Topological characterisation of classical waves: The topological origin of magnetostatic surface spin waves

K. YAMAMOTO(1), G. C. Thiang(2), P. Pirro(3), K.-W. Kim(4), K. Everschor-Sitte(5) and E. Saitoh(6,7,1)

1 Advanced Science Research Center, Japan Atomic Energy Agency
2 School of Mathematical Sciences, University of Adelaide
3 Fachbereich Physik and Landesforschungszentrum OPTIMAS, Technische Universität Kaiserslautern
4 Center for Spintronics, Korea Institute of Science and Technology
5 Institut für Physik, Johannes Gutenberg-Universität Mainz
6 Department of Applied Physics, University of Tokyo
7 Institute for Materials Research, Tohoku University

Magnetostatic surface spin waves (a.k.a Damon-Eshbach mode) have long been known to have the largest decay lengths of all available modes and be robust against surface shapes and disorders [1-3]. Combined with their chiral and unidirectional propagation with respect to the direction of the ground state magnetisation, these features remind one of topologically protected edge states of quantum Hall systems. We present a topological characterisation of the dipolar spin wave Hamiltonian, which predicts, via the bulk-edge correspondence, the presence of robust surface spin wave modes without explicitly calculating eigenmodes of a system with boundaries [4].

While the characterisation is based on the symmetry class CI of electronic topological band theory, it is reformulated for the particular dynamical structure of classical Hamiltonian systems in which symplectic, rather than unitary, structure plays an essential role.

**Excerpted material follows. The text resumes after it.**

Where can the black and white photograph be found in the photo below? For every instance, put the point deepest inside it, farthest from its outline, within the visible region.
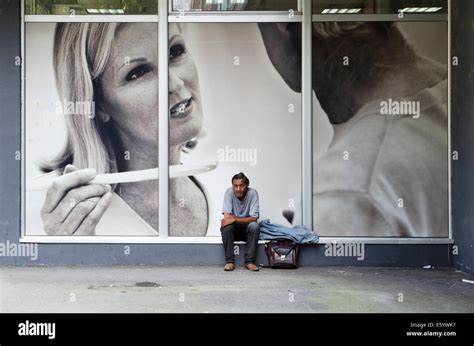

By suitably identifying the symplectic structure with the chiral symmetry of class CI, assuming a preferred metric tensor in the space of canonical coordinates, we show that the surface spin waves appear not in a gap of bulk frequency spectrum, consistent with the magnetostatic surface spin waves.

[1] A. V. Chumak et al., Appl. Phys. Lett. 94, 172511 (2009).
[2] M. Mohseni et al., Phys. Rev. Lett. 122, 197201 (2019).
[3] T. Yu et al., Phys. Rev. B 99, 174402 (2019).
[4] K. Yamamoto et al., Phys. Rev. Lett. 122, 217201 (2019).